Au reste, depuis que, sous Josué, le peuple juif eut été circoncis, il a conservé cet usage jusqu’à nos jours ; les Arabes y ont aussi toujours été fidèles ; mais les Egyptiens, qui dans les premiers temps circoncisaient les garçons et les filles, cessèrent avec le temps de faire aux filles cette opération, et enfin la restreignirent aux prêtres, aux astrologues, et aux prophètes. C’est ce que Clément d’Alexandrie et Origène nous apprennent. En effet, on ne voit point que les Ptolémées aient jamais reçu la circoncision.
Les auteurs latins qui traitent les Juifs avec un si profond mépris qu’ils les appellent curtus Apella, par dérision, credat judœus Apella, curti Judœi, ne donnent point de ces épithètes aux Egyptiens. Tout le peuple d’Egypte est aujourd’hui circoncis, mais par une autre raison, parce que le mahométisme adopta l’ancienne circoncision de l’Arabie.
C’est cette circoncision arabe qui a passé chez les Ethiopiens, où l’on circoncit encore les garçons et les filles.

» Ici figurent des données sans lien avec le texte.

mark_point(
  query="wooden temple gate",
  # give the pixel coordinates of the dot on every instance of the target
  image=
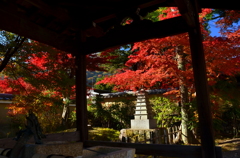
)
(84, 27)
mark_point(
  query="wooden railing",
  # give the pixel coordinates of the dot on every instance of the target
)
(179, 151)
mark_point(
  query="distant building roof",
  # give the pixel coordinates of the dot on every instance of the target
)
(121, 94)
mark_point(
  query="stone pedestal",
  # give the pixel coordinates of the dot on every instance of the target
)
(148, 136)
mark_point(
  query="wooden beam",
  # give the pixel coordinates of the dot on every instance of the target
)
(59, 13)
(81, 97)
(200, 79)
(136, 32)
(14, 21)
(19, 24)
(180, 151)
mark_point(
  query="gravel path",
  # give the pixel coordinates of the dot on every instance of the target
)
(230, 148)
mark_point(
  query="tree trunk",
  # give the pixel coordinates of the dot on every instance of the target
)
(187, 135)
(66, 111)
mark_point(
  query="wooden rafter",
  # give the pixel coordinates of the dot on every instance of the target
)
(136, 32)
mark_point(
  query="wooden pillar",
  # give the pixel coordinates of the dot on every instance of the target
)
(81, 94)
(203, 103)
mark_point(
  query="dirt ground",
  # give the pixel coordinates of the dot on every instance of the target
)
(230, 147)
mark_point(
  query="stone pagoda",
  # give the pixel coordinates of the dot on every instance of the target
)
(143, 117)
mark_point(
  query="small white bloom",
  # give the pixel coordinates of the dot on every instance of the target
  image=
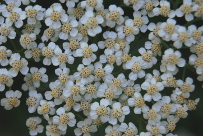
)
(18, 65)
(127, 31)
(4, 54)
(85, 127)
(63, 119)
(114, 16)
(33, 101)
(86, 51)
(35, 52)
(33, 124)
(46, 108)
(152, 89)
(11, 100)
(54, 15)
(38, 75)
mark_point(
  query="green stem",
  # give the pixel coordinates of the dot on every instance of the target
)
(13, 45)
(123, 5)
(191, 68)
(191, 22)
(184, 71)
(165, 44)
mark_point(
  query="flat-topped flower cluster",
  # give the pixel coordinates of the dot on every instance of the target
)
(102, 69)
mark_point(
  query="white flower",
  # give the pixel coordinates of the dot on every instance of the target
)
(118, 112)
(38, 75)
(62, 58)
(33, 101)
(181, 37)
(90, 4)
(69, 3)
(166, 107)
(153, 35)
(100, 72)
(164, 10)
(152, 89)
(35, 52)
(185, 8)
(155, 128)
(107, 93)
(130, 89)
(34, 13)
(114, 16)
(63, 76)
(167, 29)
(51, 127)
(140, 21)
(4, 54)
(33, 124)
(28, 85)
(92, 22)
(187, 86)
(136, 64)
(27, 2)
(74, 90)
(181, 111)
(156, 75)
(154, 47)
(110, 58)
(91, 91)
(56, 93)
(46, 108)
(85, 127)
(100, 110)
(71, 103)
(32, 28)
(136, 4)
(127, 31)
(148, 7)
(10, 4)
(27, 40)
(170, 124)
(178, 97)
(76, 12)
(68, 28)
(147, 57)
(109, 42)
(50, 34)
(18, 65)
(138, 102)
(6, 31)
(129, 129)
(54, 15)
(170, 59)
(168, 80)
(50, 53)
(113, 131)
(86, 51)
(11, 100)
(195, 33)
(84, 74)
(116, 84)
(63, 119)
(16, 16)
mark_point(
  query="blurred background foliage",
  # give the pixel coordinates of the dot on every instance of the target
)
(12, 123)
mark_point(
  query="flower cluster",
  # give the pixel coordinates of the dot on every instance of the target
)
(86, 64)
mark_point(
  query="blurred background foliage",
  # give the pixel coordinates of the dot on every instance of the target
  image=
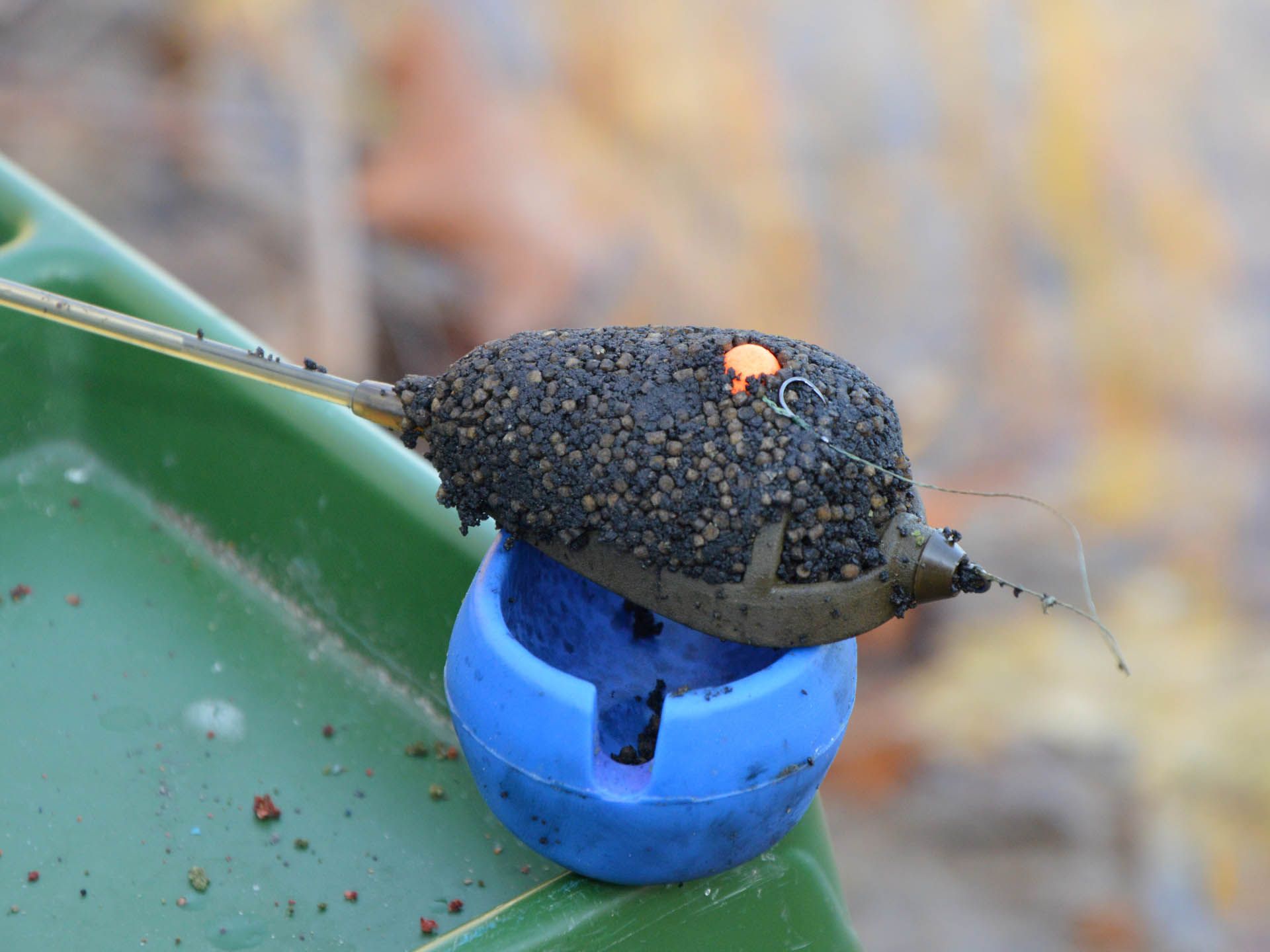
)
(1042, 226)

Il faut avouer que cette cérémonie de la circoncision paraît d’abord bien étrange ; mais on doit remarquer que de tout temps les prêtres de l’Orient se consacraient à leurs divinités par des marques particulières. On gravait avec un poinçon une feuille de lierre sur les prêtres de Bacchus. Lucien nous dit que les dévots à la déesse Isis s’imprimaient des caractères sur le poignet et sur le cou. Les prêtres de Cybèle se rendaient eunuques.
Il y a grande apparence que les Egyptiens, qui révéraient l’instrument de la génération, et qui en portaient l’image en pompe dans leurs processions, imaginèrent d’offrir à Isis et Osiris, par qui tout s’engendrait sur la terre, une partie légère du membre par qui ces dieux avaient voulu que le genre humain se perpétuât. Les anciennes mœurs orientales sont si prodigieusement différentes des nôtres, que rien ne doit paraître extraordinaire à quiconque a un peu de lecture. Un Parisien est tout surpris quand on lui dit que les Hottentots font couper à leurs enfants mâles un testicule. Les Hottentots sont peut-être surpris que les Parisiens en gardent deux.
1 – On a écrit des volumes sur le mot Azazel. Voltaire le considère avec la Vulgate comme le nom du bouc lui-même. Mais M. Munk déclare que c’est le nom du plus redoutable des démons du désert, vers lequel on envoyait le bouc pour le vouer à la perdition. M. Munk prétend, en outre, que c’est un composé hébreu, quoique l’opinion contraire soit généralement admise. (G.A.)